USAREC recognizes Career Counselor of the Year

By USAREC PAO U.S. Army Recruiting Command

U.S. Army Recruiting Command recognized its fiscal 2020 Career Counselor of the Year during a ceremony here Jan. 27.


Sgt. 1st Class Julian Gerena is a retention instructor at the Recruiting and Retention College. He also competed at the U.S. Army Training and Doctrine Command level and took second place.


“Definitely one of the best performances that we’ve seen. We’re extremely proud of you,” said Command Sgt. Maj. Tabitha Gavia, USAREC’s senior enlisted leader and ceremony host.


The Career Counselor of the Year Competition evaluates Soldiers on the Army Physical Fitness Test, a 50-question written exam, and a board appearance, which tests 18 different topic areas.

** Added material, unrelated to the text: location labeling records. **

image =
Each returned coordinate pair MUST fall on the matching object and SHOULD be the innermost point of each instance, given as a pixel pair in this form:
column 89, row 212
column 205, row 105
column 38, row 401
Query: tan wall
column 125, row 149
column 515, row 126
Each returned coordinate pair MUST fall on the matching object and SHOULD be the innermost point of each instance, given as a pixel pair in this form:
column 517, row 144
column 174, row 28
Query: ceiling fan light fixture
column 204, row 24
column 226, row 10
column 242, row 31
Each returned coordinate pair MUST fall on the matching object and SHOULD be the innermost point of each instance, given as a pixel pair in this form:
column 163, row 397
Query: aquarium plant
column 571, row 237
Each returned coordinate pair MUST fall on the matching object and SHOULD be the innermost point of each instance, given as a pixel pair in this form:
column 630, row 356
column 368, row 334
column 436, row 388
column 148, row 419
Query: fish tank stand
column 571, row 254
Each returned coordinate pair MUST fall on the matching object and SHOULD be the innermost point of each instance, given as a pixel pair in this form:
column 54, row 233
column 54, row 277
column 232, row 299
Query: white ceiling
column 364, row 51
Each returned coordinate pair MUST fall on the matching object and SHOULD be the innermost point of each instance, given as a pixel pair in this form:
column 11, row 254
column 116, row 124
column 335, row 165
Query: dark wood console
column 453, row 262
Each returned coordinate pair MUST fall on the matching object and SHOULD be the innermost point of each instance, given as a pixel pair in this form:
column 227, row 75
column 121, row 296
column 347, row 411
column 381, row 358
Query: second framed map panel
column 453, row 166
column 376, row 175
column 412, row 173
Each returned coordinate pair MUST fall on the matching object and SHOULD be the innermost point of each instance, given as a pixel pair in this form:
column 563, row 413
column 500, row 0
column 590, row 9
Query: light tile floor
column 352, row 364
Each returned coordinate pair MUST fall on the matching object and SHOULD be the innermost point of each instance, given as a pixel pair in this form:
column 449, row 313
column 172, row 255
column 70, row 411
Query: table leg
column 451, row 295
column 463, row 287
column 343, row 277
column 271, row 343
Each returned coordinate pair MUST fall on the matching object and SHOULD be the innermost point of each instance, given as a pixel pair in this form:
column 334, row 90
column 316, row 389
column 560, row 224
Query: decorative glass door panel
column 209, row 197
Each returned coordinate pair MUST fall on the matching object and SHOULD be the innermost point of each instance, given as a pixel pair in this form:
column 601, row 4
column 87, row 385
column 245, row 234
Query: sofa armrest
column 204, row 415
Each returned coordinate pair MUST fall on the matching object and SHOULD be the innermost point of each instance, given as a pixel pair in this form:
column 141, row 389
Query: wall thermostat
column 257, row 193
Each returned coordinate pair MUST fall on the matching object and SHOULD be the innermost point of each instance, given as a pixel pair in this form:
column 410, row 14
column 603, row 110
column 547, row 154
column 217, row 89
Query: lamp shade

“It was an honor to represent the retention department at the schoolhouse,” Gerena said. “We don’t usually get to compete, and to represent them well… it’s just an honor.”


There are several requirements individuals must meet to compete for Career Counselor of the Year. Soldiers must be assigned to USAREC for at least one year, meet all height and weight requirements; have a passing Army Physical Fitness Test within six months; possess a record of successful management of a retention program; demonstrate personal qualities and traits required to be successful as a career counselor; demonstrate a knowledge of Army retention, personnel competency enhancement, and force alignment programs; and receive a recommendation from their chains of command.


Gerena credited his success to his fellow instructors. They helped him study, and he said he wouldn’t have been as successful without them. Gavia emphasized his sentiment as she described what it takes to become a great enlisted leader.


“It takes a village to grow a child, and it takes a ton of peers, subordinates and leaders to grow an amazing noncommissioned officer,” Gavia said.


Gerena encourages his peers to compete in the future.


“Compete! Because it’s the best way to learn about your job - studying all the (regulations) and policies,” he said. “It definitely does set you apart from your peers, and the networking that you get from competing and meeting everybody, you can’t beat that.”